# Bachelor Party Raft Trip in Colorado?!?



## COUNT (Jul 5, 2005)

Loma-Westy seems to fit the bill pretty well. For just a float trip, I've done Cisco-Moab (you can take out halfway, too, for a shorter trip) at highwater in 4 easy days. It was about 20G and there were a good number of III wavetrains, as I recall (but it's been over 10 years, so...). Dolores has some good stuff if it's running, but that's a sore subject.

Do you want a more or less "wilderness" run or would you consider something like the Ark with good whitewater and good camping but not necessarily remote?

There are sooo many more possibilities but some more info (esp. regarding time of year) would help narrow it down.

COUNT


----------



## calendar16 (Mar 8, 2007)

*More Details on Bachelor Party...*

We are shooting for early June. Probably the weekend of the 6th.

Scenic/wilderness ideally, away from civilization.

Ideally two nights on river in two different campsites. So raft during the day for a few hours between campsites and takeout.

Thanks Count and anyone else that can provide some input!

-Cal


----------



## calendar16 (Mar 8, 2007)

COUNT said:


> Dolores has some good stuff if it's running, but that's a sore subject.
> 
> COUNT


 
Do you want to talk about it? Poison ivy, bears, rattle snakes, ran out of beer?

That was one that caught my eye in my guide book but if it were to potentially become a sore subject for us, I might also want to count it out and not talk about it. 

-Cal


----------



## caverdan (Aug 27, 2004)

Pumphouse is first come.....first serve on the camp spots. Ruby/Horsethief is perfect for drunken bachlor floats. You must sign up for a (free) campsite at Loma, but there is a great place up the road a couple of miles called Rimrock..... in Fruita. They can set you up with everything from running shuttle to any and all the gear your party needs to rent. They have a nice private beach to put in on and only adds a couple of miles to the float. Even if we run our own shuttle.......I still leave all the cars there and give them a buck or two to watch them. (Loma is known for it's break in's to shuttle vehicles)


----------



## farp (Nov 4, 2003)

The Upper C can be down-right cold in early June, but there aren't many boaters at that time of year. 

Drunken maddness is usually the rule on the stretch of river.


----------



## deepsouthpaddler (Apr 14, 2004)

gunnison gorge could be an option. Wilderness with no roads / railroads. Nice canyon. Overnighter (1 night), mainly class III. Some neat side hikes. Not that busy. Cons are the shuttle (long dirt road) and the mile hike to the put in that folks would generally get mule support for a raft trip. 

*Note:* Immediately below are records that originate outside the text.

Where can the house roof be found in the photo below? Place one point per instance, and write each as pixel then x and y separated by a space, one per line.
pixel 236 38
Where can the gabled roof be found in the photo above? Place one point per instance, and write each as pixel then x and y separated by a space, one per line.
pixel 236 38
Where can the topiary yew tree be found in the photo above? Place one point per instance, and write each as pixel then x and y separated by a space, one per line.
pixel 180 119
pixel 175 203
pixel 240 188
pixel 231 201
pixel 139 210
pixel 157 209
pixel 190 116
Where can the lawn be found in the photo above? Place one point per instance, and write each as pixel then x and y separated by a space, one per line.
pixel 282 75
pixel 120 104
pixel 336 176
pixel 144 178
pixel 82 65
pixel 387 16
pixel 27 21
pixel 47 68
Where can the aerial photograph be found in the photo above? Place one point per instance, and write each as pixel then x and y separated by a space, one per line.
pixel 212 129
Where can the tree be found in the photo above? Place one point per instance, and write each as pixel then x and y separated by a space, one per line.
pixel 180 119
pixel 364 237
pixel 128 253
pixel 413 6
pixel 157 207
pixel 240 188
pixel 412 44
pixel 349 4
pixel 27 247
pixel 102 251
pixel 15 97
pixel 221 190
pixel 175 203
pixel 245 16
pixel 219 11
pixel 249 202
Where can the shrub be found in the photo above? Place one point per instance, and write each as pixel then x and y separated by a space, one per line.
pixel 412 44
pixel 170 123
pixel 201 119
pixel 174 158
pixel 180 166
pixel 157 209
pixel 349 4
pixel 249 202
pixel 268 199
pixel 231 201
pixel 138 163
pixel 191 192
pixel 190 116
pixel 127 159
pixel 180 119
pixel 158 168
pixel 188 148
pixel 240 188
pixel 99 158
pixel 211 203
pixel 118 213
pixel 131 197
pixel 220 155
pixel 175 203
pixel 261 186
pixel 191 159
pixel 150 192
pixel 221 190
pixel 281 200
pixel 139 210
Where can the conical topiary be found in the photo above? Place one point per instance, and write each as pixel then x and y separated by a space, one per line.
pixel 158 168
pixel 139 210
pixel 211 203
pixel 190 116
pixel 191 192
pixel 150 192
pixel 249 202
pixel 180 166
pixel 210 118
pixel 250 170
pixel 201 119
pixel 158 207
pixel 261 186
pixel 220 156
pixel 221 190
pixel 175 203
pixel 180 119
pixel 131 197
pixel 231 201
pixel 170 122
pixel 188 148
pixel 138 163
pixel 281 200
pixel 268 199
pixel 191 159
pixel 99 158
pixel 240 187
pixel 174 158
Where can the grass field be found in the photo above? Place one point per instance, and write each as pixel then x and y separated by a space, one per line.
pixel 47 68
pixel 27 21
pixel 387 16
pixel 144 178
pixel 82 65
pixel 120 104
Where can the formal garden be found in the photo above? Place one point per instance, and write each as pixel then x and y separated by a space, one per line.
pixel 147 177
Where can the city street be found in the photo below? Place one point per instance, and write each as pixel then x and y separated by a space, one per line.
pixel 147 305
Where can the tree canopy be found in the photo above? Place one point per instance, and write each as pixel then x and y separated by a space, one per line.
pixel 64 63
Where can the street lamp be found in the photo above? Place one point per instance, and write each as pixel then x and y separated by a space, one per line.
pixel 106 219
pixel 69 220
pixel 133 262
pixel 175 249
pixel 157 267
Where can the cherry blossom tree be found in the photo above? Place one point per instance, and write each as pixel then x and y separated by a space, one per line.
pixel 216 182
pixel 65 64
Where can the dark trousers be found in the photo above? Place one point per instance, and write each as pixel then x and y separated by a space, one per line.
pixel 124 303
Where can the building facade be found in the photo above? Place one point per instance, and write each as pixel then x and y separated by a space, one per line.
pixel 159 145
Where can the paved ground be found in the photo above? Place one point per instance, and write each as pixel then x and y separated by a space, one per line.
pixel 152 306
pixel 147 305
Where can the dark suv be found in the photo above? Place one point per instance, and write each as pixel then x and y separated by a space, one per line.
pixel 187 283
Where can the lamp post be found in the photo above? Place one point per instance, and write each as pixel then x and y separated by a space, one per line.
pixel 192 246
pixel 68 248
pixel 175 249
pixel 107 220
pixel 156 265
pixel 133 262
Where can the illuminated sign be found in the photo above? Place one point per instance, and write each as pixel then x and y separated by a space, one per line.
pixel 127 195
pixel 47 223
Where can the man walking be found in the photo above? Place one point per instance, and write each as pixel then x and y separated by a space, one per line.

I did an overnighter raft support trip on the gunny and really enjoyed it.


----------



## COUNT (Jul 5, 2005)

Just referring to the opined mismanagement of water allocation in the Dolores drainage. And some rangers and cops that had their panties in a bunch at the launch in the recent past. Sorry, I didn't mean for that to be mistaken.

COUNT


----------



## upshitscreek (Oct 21, 2007)

deepsouthpaddler said:


> gunnison gorge could be an option. Wilderness with no roads / railroads. Nice canyon. Overnighter (1 night), mainly class III. Some neat side hikes. *Not that busy.*
> .


fwiw... early-mid June can be huge busy for gunny with guided/ non guided fishing trips as the world famous salmonfly hatch is going off at that time. It's a real cluster fuck then and can be hard to get a site for overnighters. They go super quick. If you do it then consider yourself warned! 8) 

You can extend the Pumphouse run down to Catamount Bridge. Total -around 28 miles(could be off a few,I forget) There are a few good sites down below the bridge scattered for a few miles.


----------